Bernard McKinley enjoyed cycling in the countryside, but always preferred to go alone. He could never see the joy of pedalling along with a companion whose conversation you could hardly hear and whose presence made you twice the target for a mad motorist.

And so it was that on this bright May day he was out in the lanes of Gloucestershire, pedalling merrily by himself, when suddenly his chain broke. There is nothing more annoying to a bicyclist than having your chain break, except perhaps having a lorry run over you, but Bernard McKinley was a dentist by profession, and knew the importance of good equipment, and sure enough he had brought a spare chain, and the requisite tools.

Even better, he had a supply of latex gloves – very good for keeping oil off your hands. So it was that Mr McKinley drew on his gloves as he bent over his bicycle, like a surgeon about to conduct a fatal operation at Bristol Royal Infirmary, and later drew them off and discarded them (and the old chain) in the undergrowth, before proceeding on his merry way, swerving to avoid a small child as he went.

Chapter Two

"In what sense is she missing?" said the Inspector.

"In the sense that she cannot be found," said the Sergeant. "She is six years old, she is called Emily, she wandered off from her home early this morning and she has not been seen since."

"Oh well," said the Inspector, "I suppose we'd better get all available manpower for a search, then hold a press conference to admit total failure. 'Baffled Police Appeal For Clues ...' Little brat!"

After a day spent sweeping the countryside, the police had no clues except a pair of surgical gloves found near Emily's home.

"These could be the ones, sir!" said the Sergeant excitedly. "The ones used by the murderer to avoid leaving prints!"

"Sergeant, Sergeant, Sergeant," said the Inspector mournfully. "This might be useful if we had a murder. But all we have is a missing little girl. And we haven't even got her."

Chapter Three

"The search continues for the missing Gloucestershire girl, Emily Painter," said the radio before Jack Tyler switched it off.

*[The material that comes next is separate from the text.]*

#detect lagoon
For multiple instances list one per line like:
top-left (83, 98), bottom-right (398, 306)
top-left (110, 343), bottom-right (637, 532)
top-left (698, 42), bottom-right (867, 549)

Jack Tyler was one of the most famous rugby players in England. His tackling and running were legendary. What was less well-known was his drinking problem, which had become so severe that he had agreed to sequester himself in a God-forsaken thatched cottage in the middle of Gloucestershire for a month, to start the rehabilitation process.

"You're doing well," said Dr Cavendish, after doing the usual tests. "And not a drop to drink in two months!"

"No," said Jack, thinking, God, I could murder a half-bottle of whisky, which was progress because two months ago it would have been a whole bottle.

"Well, I'll just pop out and do the shopping," said Dr Cavendish. "I'll be back in 20 or 30 minutes."

"OK," said Jack. "I'll just watch TV." But he was lying. As Dr Cavendish drove down to the main road, braking sharply to avoid a small girl, Jack was already changing into a track suit. He knew that if he left the house by the back door and ran down the lane to the Fox and Goose for a bottle of scotch, he could be home a good five minutes before the doctor. So he sped off down the lane, swerving only to avoid knocking over a little girl ... Having lost his balance because of her, he then tripped over something, fell full length and hit his head hard on a concrete post.

Chapter Four

"The body of the former England rugby captain, Jack Tyler, has been found by the missing Gloucestershire girl, Emily Painter," said the radio, before Bernard McKinley switched it off. He was glad little Emily had been found, because now she wouldn't clutter up the news, but he was even less interested in rugby than in little Emily. (Not all dentists are hearties.) So he never discovered that the object which had tripped Jack Tyler was a bicycle chain, discarded in the undergrowth by persons unknown.